A 2015 project attempted to replicate 100 psychology studies. Only 36% of the original results held up. Those original studies were published in top journals, but they failed the test of complete science because nobody could get the same answer twice.
Often used interchangeably with "rocket science," this implies a task is simple. completely science
For over two millennia, atoms were a philosophical guess. Democritus proposed them in 400 BCE, but there was zero evidence. Was that “science”? No—it was metaphysics. A 2015 project attempted to replicate 100 psychology studies
The leap to completely science occurred in the early 20th century: Today, atomic theory is completely science
Today, atomic theory is completely science.
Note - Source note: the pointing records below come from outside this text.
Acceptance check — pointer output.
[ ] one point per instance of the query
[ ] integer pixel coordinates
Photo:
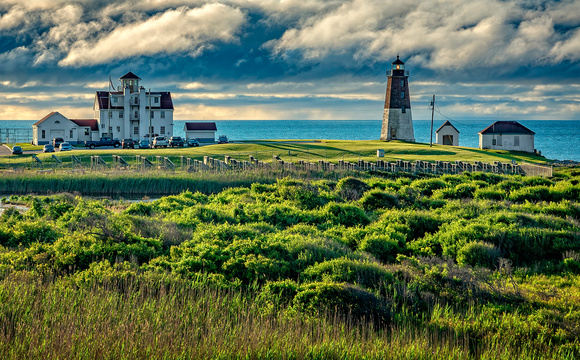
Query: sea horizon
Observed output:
(555, 139)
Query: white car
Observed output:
(160, 141)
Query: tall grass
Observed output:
(135, 319)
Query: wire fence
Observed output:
(273, 159)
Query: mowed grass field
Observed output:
(288, 150)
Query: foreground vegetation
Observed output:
(463, 266)
(293, 151)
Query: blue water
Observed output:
(555, 139)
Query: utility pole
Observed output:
(432, 114)
(149, 113)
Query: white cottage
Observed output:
(202, 131)
(56, 125)
(132, 112)
(507, 135)
(447, 134)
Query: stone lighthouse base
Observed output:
(397, 125)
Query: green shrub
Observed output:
(489, 193)
(367, 274)
(347, 299)
(345, 214)
(428, 186)
(351, 188)
(478, 254)
(383, 247)
(378, 199)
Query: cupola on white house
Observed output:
(131, 111)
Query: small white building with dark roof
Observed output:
(202, 131)
(447, 134)
(507, 135)
(56, 125)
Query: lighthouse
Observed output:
(397, 119)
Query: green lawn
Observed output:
(329, 150)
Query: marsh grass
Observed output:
(51, 317)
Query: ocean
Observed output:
(556, 139)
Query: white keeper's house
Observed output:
(507, 135)
(204, 132)
(128, 111)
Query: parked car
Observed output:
(104, 141)
(160, 141)
(192, 142)
(65, 147)
(57, 141)
(176, 141)
(48, 148)
(128, 143)
(16, 150)
(144, 144)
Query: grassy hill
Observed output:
(288, 150)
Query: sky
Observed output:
(294, 59)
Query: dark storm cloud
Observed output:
(325, 58)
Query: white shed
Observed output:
(202, 131)
(54, 125)
(447, 134)
(507, 135)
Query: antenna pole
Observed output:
(432, 114)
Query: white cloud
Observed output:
(180, 30)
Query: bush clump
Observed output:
(480, 254)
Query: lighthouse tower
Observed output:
(397, 120)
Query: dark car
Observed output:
(192, 142)
(128, 143)
(16, 150)
(57, 141)
(176, 141)
(48, 148)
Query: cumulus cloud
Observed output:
(183, 29)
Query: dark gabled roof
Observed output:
(506, 127)
(92, 123)
(447, 123)
(103, 100)
(166, 102)
(129, 75)
(398, 61)
(44, 118)
(201, 126)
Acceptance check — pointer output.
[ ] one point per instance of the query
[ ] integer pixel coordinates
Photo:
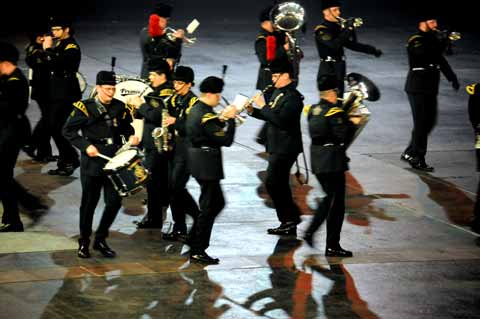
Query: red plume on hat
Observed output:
(154, 26)
(271, 48)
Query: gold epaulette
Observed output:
(209, 116)
(320, 26)
(306, 109)
(167, 92)
(471, 88)
(333, 111)
(71, 46)
(79, 105)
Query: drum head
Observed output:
(121, 160)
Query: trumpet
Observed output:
(357, 22)
(170, 31)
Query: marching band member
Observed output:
(206, 134)
(103, 121)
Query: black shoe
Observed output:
(337, 252)
(83, 251)
(148, 223)
(405, 157)
(6, 228)
(176, 236)
(420, 165)
(101, 246)
(203, 258)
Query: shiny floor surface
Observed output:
(414, 255)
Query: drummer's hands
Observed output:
(135, 100)
(92, 151)
(134, 140)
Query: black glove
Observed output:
(455, 84)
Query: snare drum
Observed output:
(127, 172)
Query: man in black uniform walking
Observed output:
(329, 129)
(331, 37)
(62, 58)
(206, 134)
(14, 132)
(474, 114)
(156, 160)
(425, 58)
(284, 143)
(103, 121)
(179, 106)
(155, 41)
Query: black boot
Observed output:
(83, 251)
(101, 246)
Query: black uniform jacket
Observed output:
(329, 126)
(206, 134)
(104, 130)
(14, 125)
(283, 117)
(264, 75)
(151, 111)
(63, 62)
(35, 58)
(426, 60)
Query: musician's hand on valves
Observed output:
(134, 140)
(92, 151)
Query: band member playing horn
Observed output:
(156, 158)
(331, 36)
(425, 57)
(103, 122)
(62, 57)
(155, 42)
(207, 132)
(329, 128)
(284, 143)
(179, 106)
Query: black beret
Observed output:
(281, 66)
(60, 21)
(265, 14)
(327, 82)
(183, 73)
(8, 52)
(162, 10)
(211, 84)
(106, 78)
(326, 4)
(158, 65)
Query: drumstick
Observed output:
(104, 157)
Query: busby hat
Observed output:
(183, 73)
(327, 82)
(211, 84)
(162, 10)
(8, 52)
(158, 65)
(106, 78)
(265, 14)
(326, 4)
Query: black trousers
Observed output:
(181, 201)
(332, 207)
(158, 195)
(424, 113)
(40, 139)
(57, 115)
(8, 190)
(91, 189)
(211, 204)
(278, 186)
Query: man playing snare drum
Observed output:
(103, 121)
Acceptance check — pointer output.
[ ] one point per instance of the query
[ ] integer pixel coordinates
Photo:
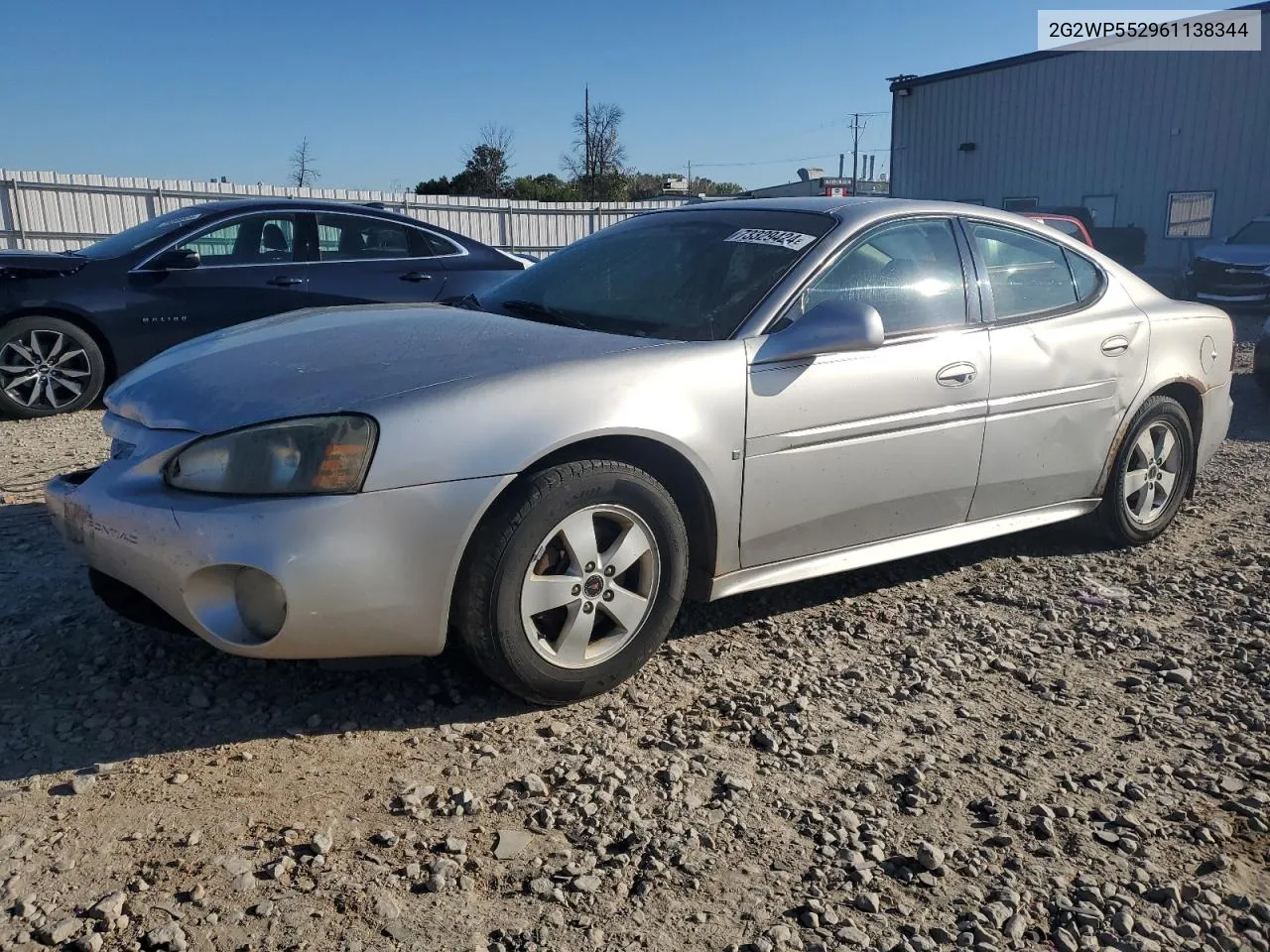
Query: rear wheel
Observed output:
(574, 581)
(1152, 472)
(48, 366)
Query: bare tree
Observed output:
(303, 172)
(597, 162)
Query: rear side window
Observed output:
(1028, 276)
(1087, 278)
(439, 246)
(343, 238)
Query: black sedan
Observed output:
(72, 321)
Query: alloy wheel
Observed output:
(589, 587)
(1151, 472)
(44, 368)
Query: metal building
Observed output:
(1176, 144)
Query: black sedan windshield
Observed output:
(145, 232)
(677, 276)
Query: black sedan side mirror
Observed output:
(833, 326)
(177, 259)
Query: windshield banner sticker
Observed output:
(793, 240)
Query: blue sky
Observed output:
(391, 90)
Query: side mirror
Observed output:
(833, 326)
(177, 259)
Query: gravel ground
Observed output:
(1035, 742)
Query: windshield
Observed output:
(143, 234)
(1255, 232)
(676, 276)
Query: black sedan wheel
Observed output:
(48, 366)
(574, 581)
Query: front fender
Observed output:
(690, 398)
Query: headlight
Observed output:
(307, 456)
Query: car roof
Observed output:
(272, 203)
(857, 209)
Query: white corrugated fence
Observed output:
(56, 211)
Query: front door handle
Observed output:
(1116, 345)
(956, 375)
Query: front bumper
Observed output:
(363, 575)
(1218, 408)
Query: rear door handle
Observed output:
(956, 375)
(1116, 345)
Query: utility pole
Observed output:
(855, 150)
(585, 141)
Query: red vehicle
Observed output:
(1074, 227)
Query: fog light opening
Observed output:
(261, 602)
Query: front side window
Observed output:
(677, 276)
(1028, 276)
(910, 272)
(1255, 232)
(253, 239)
(139, 235)
(347, 238)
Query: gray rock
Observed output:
(60, 932)
(169, 937)
(1015, 927)
(386, 906)
(511, 843)
(867, 902)
(108, 907)
(929, 856)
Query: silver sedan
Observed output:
(689, 404)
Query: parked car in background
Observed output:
(695, 402)
(1236, 272)
(1070, 226)
(72, 321)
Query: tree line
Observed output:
(594, 168)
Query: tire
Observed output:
(525, 547)
(66, 366)
(1130, 516)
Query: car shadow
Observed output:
(80, 685)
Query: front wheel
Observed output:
(48, 366)
(574, 581)
(1152, 472)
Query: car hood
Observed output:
(39, 263)
(1236, 254)
(338, 358)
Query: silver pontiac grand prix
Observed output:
(689, 404)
Every prediction—from chemical bonding to nuclear fission—fits the evidence. No major scientific body disputes the existence of atoms. That is the gold standard.
The now-retracted 1998 Wakefield paper linking MMR vaccine to autism was not completely science—it had a sample size of 12, no control group, and undisclosed conflicts of interest. Real science requires thousands of subjects, blinding, and replication. Subsequent studies on millions of children found zero link, making the original claim unscientific.
Key takeaway: Using the word “science” does not make something completely science. Just as “vegan” on a label doesn’t prove a food is healthy, “science-backed” requires scrutiny.